学生の戦場ですわ
わたくしがネチネチ嫌味を言い続けたおかげか、パトリシア様とメアリー様は大人しくなってくれた。
まあ他にも大人しくならざるを得ない状況にもなったから、というのもあるのだけれど。
そう、学生の戦場。テストだ。
本格的にテスト勉強の時間が増えて、空気がピリピリしている。
特にわたくしたちのいる特進クラスは、成績を落とすわけにはいかないので皆真剣だ。
絶賛悩んでいるであろうトミーも、流石にテスト勉強に集中できているようで安心する。
◇◇◇
そしてテストも何事もなく終わった。
テストの結果は掲示板に上位50名まで掲載される。
周りにわたくしより勉強ができる人がわんさかいるので、まあ10位以内に入っていれば良いなーなんて考えていた。
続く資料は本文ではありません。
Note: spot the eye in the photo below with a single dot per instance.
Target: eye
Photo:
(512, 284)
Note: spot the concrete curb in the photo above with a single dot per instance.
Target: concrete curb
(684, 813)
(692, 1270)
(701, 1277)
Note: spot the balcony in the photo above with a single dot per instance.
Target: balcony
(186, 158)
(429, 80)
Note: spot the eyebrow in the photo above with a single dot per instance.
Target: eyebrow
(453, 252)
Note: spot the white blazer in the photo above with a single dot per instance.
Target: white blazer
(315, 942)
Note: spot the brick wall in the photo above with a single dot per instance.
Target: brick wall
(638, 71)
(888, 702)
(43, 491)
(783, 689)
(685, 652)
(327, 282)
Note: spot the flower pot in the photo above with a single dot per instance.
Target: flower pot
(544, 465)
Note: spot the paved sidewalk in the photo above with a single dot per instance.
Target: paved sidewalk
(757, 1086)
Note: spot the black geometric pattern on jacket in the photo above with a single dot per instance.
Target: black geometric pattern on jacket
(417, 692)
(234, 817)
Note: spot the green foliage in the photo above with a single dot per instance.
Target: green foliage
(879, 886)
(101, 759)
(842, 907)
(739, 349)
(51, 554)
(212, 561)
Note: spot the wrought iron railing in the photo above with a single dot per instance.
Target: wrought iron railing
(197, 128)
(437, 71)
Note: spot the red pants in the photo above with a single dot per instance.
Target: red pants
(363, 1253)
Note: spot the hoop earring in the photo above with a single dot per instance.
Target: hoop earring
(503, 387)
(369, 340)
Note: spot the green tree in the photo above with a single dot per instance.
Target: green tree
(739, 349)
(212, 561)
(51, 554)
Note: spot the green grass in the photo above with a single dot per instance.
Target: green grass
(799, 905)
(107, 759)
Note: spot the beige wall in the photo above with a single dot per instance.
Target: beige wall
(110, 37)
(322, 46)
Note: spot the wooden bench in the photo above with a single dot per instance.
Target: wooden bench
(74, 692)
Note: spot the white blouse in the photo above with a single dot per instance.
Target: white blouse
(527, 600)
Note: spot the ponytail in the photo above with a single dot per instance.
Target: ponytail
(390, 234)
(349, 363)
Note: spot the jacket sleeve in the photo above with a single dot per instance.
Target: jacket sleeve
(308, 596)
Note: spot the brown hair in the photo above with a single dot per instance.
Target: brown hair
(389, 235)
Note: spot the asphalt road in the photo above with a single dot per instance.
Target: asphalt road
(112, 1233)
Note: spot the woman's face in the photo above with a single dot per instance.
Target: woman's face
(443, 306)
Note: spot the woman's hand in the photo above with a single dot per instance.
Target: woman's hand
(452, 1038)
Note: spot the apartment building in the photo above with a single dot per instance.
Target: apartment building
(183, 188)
そしてパトリシア様とメアリー様と一緒に掲示板の前に行く。
……えっと、皆様。わたくしたちのために掲示板までの道を作らなくて大丈夫です。
やめてください。
お2人も戸惑ったけれど、とりあえずお礼をいいながら進むことにした。
ここで遠慮した方が、面倒臭いと感じてしまったからだ。
そして張り出された結果を見て、目を見開くことになる。
第1位 ヘンリエッタ・スタンホープ
第2位 フレディ・イル・ナトゥーラ
第3位 ダニエル・バーナード
第4位 トミー・スタンホープ
第5位 パトリシア・ディグビー
第6位 メアリーキャンベル……
気のせいかな? わたくしの名前が1番上にあるように見える。
あっれぇおかしいぞぉ。
「流石ヘンリエッタ様です!」
「くっ。そこまで点差がないのに、こんなに差が出るなんて……。もっと精進しなくては」
「……何かの間違いでは?」
思わず思ったことをそのまま言ってしまう。
小さい声だったけれど、2人はきちんと聞き取ったようだ。
「ヘンリエッタ様……本気で言ってますの?」
「3人で勉強会するときも、ヘンリエッタ様がほとんど教えてくれていたじゃないですか」
「……そんなはずは……」
思い返してみても、いまいちピンとこない。
首を傾げていると、パトリシア様にため息をつかれてしまった。
「本当にヘンリエッタ様は、自己評価が低いというか……。貴女は自分が思っているより、出来ていますのよ? どうして自分のことになるとそんなに盲目的になるのかしら」
「えぇ……」
「もう! 何故ヘンリエッタ様に負けたわたくしが、貴女を諭さないといけないのです! この結果こそ客観的な事実ですわ。もっと自分の見る目をかえないさい!」
「も、申し訳ありません……」
迫力に負けて、謝罪する。
「とりあえず、ここから離れましょう。他の方も見たいでしょうし」
メアリー様に言われて、離れた。
その時に、こそっとメアリー様に爆弾を落とされた。
「ヘンリエッタ様、良いこと教えてあげます。このテストってイベントの1つなんですよ」
「え?」
「ふふ、本当なら私が一番をとって、殿下の興味を引くんです」
「は?」
「乙女ゲームだと定番なんですよねぇ。勉強している時点で、予想していた通りになってしまいましたね」
「何故言ってくれませんの⁉︎」
「え? 真面目に勉強されているヘンリエッタ様に手を抜けなんて、言えるわけがないじゃないですか」
しれっというメアリー様。
はっまさか!
「メアリー様が手を抜いたのではなくて? そうでなければおかしいですわ!」
「いやいや、ヘンリエッタ様。私は最大限努力しましたよ。その先にヘンリエッタ様が行ってしまったんです。きっと原作のヘンリエッタも真面目に勉強すれば、こんな感じだったのかもしれないですし」
「お2人とも何を話していますの?」
パトリシア様が不思議そうに、こちらを見ている。
「パトリシア様、メアリー様がわたくしを虐めるんですぅ」
「ヘンリエッタ様が虐めるの間違いではないのですか?」
「ひどい!」
「日頃の行いでしょう」
「あはは」
わたくしに爆弾を落としたメアリー様は、無邪気に笑っていた。
くそぅ。今のわたくしには悪魔の笑みに見えてしまいますわ。